Oddly enough, even though the same amount of savings is at stake, people are more likely to walk five blocks for the lamp than for the dining room set.

This irrationality extends to our investing, too, such as when we leave money in a losing stock in the hope of eventually getting our money back, instead of simply moving the remaining funds to a more promising stock.

There are many great books on the topic, such as “Predictably Irrational” by Daniel Ariely (Harper Perennial, $16).

Q: How can I tell if a company is owned by another company? – T.R., Appleton, Wis.

A: Call and ask its investor relations department, or visit its website and look for a link titled something like “About Us,” “Company Profile” or “Our History.” A Google search might also work.

You may be surprised which companies are related. Yum! Brands, for example, owns Taco Bell, Pizza Hut and KFC. Warren Buffett’s Berkshire Hathaway owns Dairy Queen, Fruit of the Loom, GEICO and many others.

My dumbest investment

My dumbest investment was in an oil project. It was supposed to get great returns – right! I collected money from it for six months, and then the company went bankrupt after the well dried up. The second well is still sitting there, ready to go, and no one is willing to take the oil. Go figure. – B.M., online

The Fool responds: First off, be wary of investments that offer promises: Most carry some risks, and they may be much riskier than you think. Don’t buy based on hopes or rumors.
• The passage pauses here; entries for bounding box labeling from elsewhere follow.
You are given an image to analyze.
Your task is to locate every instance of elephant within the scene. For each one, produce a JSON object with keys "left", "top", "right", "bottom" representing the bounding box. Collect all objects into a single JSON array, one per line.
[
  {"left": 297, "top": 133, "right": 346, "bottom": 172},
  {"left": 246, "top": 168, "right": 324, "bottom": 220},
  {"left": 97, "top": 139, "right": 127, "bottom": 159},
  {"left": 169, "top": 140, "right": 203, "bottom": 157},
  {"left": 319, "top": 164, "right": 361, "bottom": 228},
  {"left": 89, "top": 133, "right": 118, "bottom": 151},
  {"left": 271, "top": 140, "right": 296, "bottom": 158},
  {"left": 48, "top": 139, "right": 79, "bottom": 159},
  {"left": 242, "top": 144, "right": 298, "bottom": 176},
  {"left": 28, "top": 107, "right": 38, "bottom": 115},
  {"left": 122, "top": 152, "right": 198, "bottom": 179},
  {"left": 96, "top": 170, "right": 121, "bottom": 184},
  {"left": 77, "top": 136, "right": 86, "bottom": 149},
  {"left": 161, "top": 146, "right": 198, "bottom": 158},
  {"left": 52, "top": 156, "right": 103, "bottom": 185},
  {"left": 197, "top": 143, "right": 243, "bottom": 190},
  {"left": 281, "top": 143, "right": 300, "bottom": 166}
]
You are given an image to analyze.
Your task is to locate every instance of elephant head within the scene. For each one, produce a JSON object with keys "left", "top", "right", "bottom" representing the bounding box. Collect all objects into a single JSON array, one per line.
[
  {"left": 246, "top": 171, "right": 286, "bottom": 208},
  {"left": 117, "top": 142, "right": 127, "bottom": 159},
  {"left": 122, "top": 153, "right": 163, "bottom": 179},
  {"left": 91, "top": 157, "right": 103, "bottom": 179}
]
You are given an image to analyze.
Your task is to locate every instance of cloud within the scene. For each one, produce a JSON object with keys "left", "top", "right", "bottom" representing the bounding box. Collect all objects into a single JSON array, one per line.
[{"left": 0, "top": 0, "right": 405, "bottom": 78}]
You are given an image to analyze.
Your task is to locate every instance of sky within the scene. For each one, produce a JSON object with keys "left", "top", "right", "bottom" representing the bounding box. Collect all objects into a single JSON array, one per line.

A company may be working on a promising cure for cancer, but that might not pan out or get approved by the FDA.

Be careful with any company that’s too dependent on any source of revenue, too, such as just one or two oil wells. Companies dependent on electronic components from Japan suffered after the earthquake and tsunami. If a sugar company sells most of its sugar to Hershey, it’s vulnerable. Hershey may hit a rough patch, or may simply start demanding lower prices. Favor companies with proven revenue, ideally from diverse sources.